La problématique de l’absence de protection des victimes dans les procédures administratives est ressortie crûment lors des auditions de femmes qui avaient subi des comportements inadéquats et illicites de la part d’enseignants. Ces femmes étaient entendues en qualité de témoins, sans pouvoir être accompagnée d’un avocat, sans avoir aucune idée du déroulement préalable de la procédure, sans pouvoir avoir accès aux pièces, sans pouvoir poser des questions à l’enseignant qui les avait agressées. Le Grand Conseil a adopté une demi-mesure, qui représente un progrès, insuffisant toutefois. EàG a proposé une amélioration pour le futur.

Autant le dire immédiatement, le sujet est très technique et difficile à cerner pour qui n’est pas un avocat rompu aux procédures judiciaires. Ce qu’il faut savoir, c’est que si (par hypothèse) un élève subit un acte illicite (par exemple à caractère sexuels), il dispose de diverses voies pour s’en plaindre : pour les actes les plus graves (attouchements, contrainte sexuelle, actes mettant en danger le développement, chantage sexuel, ou tout acte encore plus grave), l’élève peut déposer une plainte pénale et se plaindre par une dénonciation au DIP. En revanche pour les actes les moins graves (remarques occasionnelles déplacées, tout comportement inadéquat mais qui n’atteint pas la gravité d’une infraction pénale), l’élève peut uniquement se plaindre par une dénonciation au DIP. Enfin, il faut relever que le DIP peut ouvrir de son propre chef une enquête administrative (disciplinaire si l’enseignant est toujours en fonction) et entendre les victimes dans ce cadre, même si elles ne se sont pas plaintes.

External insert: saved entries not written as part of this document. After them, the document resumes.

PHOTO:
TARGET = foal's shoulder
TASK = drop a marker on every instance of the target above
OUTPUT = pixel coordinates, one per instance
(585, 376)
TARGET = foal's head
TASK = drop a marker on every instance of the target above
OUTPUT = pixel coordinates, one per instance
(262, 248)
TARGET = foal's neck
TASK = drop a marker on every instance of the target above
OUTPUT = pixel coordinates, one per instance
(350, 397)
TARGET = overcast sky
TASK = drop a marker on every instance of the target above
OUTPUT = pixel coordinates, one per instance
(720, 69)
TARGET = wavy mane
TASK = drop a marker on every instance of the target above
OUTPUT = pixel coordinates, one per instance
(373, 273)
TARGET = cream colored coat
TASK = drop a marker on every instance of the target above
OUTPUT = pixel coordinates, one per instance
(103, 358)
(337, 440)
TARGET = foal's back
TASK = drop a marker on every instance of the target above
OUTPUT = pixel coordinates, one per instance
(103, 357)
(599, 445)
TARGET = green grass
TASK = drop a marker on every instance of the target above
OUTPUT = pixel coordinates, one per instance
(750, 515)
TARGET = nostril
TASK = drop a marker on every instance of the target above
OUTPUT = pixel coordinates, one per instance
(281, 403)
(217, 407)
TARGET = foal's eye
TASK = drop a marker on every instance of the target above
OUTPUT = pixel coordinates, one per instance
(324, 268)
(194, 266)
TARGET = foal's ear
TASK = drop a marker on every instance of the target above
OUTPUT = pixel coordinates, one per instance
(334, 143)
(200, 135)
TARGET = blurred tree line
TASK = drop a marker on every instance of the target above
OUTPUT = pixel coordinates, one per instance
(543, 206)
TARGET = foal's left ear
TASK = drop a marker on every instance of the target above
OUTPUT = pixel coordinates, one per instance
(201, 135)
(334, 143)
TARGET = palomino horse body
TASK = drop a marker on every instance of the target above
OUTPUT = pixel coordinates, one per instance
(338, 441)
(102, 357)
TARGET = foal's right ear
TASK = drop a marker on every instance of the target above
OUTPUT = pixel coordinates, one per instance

Les victimes bénéficient d’une protection assez élevée dans le cadre la procédure pénale, avec un droit à l’avocat, cas échéant avec l’assistance juridique, à l’accompagnement d’une personne de confiance, à ne pas être confrontées directement à l’auteur des actes, à être interrogées par une personne du même sexe, à se constituer partie à la procédure ce qui ouvre encore de nombreux droits, notamment celui de consulter le dossier, de proposer des actes d’enquêtes, de poser des questions à l’accusé.

En revanche, les victimes n’avaient, jusque récemment, absolument aucun droit dans le cadre de la procédure dirigée par l’Etat-employeur contre ses employés, dans le but de déterminer si des sanctions (p.ex. blâme, avertissement, révocation) doivent être prises contre eux. Les victimes se trouvaient projetées seules dans une salle d’audience, confrontées à l’abuseur, questionnées par l’avocat de celui-ci, parfois avec les questions assez fourbes dont les avocats ont le secret. Les victimes n’ont dans ce cadre pas le droit de consulter le dossier avant d’être entendues, et n’ont pas non plus le droit de consulter elles-mêmes le dossier ou de poser des questions à l’abuseur.

Le projet du Conseil d’Etat, accepté le 7 juin 2019, améliore légèrement la situation en offrant aux victimes deux droits essentiels, par une modification de la loi de procédure administrative : grâce à ces modifications, les victimes ont désormais le droit d’être accompagnées d’une personne de confiance et d’un avocat, de refuser de répondre aux questions touchant à la sphère intime, de na pas être confrontées directement aux parties, et d’être informées de l’issue de la procédure.

Pour sa part, EàG estime qu’il faut encore renforcer nettement le statut des victimes en procédure administrative, en leur accordant, si elles le souhaitent, la qualité de partie. Elles pourraient ainsi participer pleinement à la procédure, notamment en proposant des actes d’enquêtes et en interrogeant l’employé de l’Etat visé. Une motion invitant le Conseil d’Etat à examiner cette possibilité de manière approfondie a été déposée récemment.